You can illustrate Bernoulli's principle by taking a piece of paper a few inches wide and perhaps a foot long, and blowing over the top surface as you hold one end to your lips. The paper will rise due to lift created by the difference in pressure above and below the paper; you created low pressure above the paper by blowing, and thereby moving, air over it.

The more that the upper surface of the wing is curved, the more lift is produced at a given speed (an aside: that's why wings on airliners extend flaps on the trailing edges at low speeds -- to create more curvature in the wing, and therefore, more lift at low speeds. Contrary to popular belief, they're not a sort of "speed brake" used to slow the airplane down). Just as increasing the curvature of a wing increases lift, increasing the angle of attack of the wing (the amount of tilt) increases the amount of lift at a given speed (this is also why airliners tend to tilt upwards in the last few minutes before landing as they slow down-- the pilot is increasing the angle of attack of the wing to generate more lift and compensate for the loss of speed). Both increasing the wing curvature and the angle of attack work to increase lift because their effect is to increase the path length for air flowing over the wing, compared to air flowing under the wing.

It turns out in practice that the amount of lift produced by a wing depends much more on the angle of attack than the exact shape of the wing -- so much so that we can take an ordinary airplane wing, turn it upside down, and still get upwards lift ***provided we tilt this "upside-down" wing upwards at the correct angle of attack***.

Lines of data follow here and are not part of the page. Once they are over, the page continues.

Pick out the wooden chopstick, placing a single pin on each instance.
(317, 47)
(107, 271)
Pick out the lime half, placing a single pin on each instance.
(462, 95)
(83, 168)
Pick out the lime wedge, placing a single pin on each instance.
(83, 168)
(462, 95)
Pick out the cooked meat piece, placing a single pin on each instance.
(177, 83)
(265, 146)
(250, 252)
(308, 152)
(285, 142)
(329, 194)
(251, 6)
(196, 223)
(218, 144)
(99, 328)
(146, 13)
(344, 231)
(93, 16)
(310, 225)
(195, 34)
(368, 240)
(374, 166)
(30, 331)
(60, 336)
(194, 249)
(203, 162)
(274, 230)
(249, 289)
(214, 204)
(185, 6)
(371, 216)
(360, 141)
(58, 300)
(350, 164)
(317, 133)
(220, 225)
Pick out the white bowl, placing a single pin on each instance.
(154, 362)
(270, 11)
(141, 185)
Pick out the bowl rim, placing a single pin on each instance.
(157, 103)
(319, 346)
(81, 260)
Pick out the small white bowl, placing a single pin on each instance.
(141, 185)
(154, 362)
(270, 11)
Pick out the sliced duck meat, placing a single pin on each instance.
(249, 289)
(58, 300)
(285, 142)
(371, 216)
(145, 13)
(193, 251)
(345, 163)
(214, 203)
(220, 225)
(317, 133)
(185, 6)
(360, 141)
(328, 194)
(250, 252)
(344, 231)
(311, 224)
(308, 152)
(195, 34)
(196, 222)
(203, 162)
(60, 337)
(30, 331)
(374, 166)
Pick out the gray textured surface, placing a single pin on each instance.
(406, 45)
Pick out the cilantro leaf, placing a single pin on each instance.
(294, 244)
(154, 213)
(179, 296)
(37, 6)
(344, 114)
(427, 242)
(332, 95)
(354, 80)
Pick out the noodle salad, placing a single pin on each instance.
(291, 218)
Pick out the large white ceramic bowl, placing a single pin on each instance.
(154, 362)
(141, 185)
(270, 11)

It won't fly very efficiently (that is, it will create much more drag and require much more engine power to fly this way) but it *will* fly! The reason this "upside down" wing flies is that air going over the wing takes a longer path and must speed up compared to wing flowing under the wing. This makes the air pressure above the wing lower than the air pressure below the wing. But that's the same thing the air is doing in our "rightside up" wing. So by properly adjusting the angle of attack, we can make the "upside down" wing fly. If we didn't properly adjust the angle of attack for our upside-down wing, the lift force would push our aircraft downwards instead of pulling it upwards.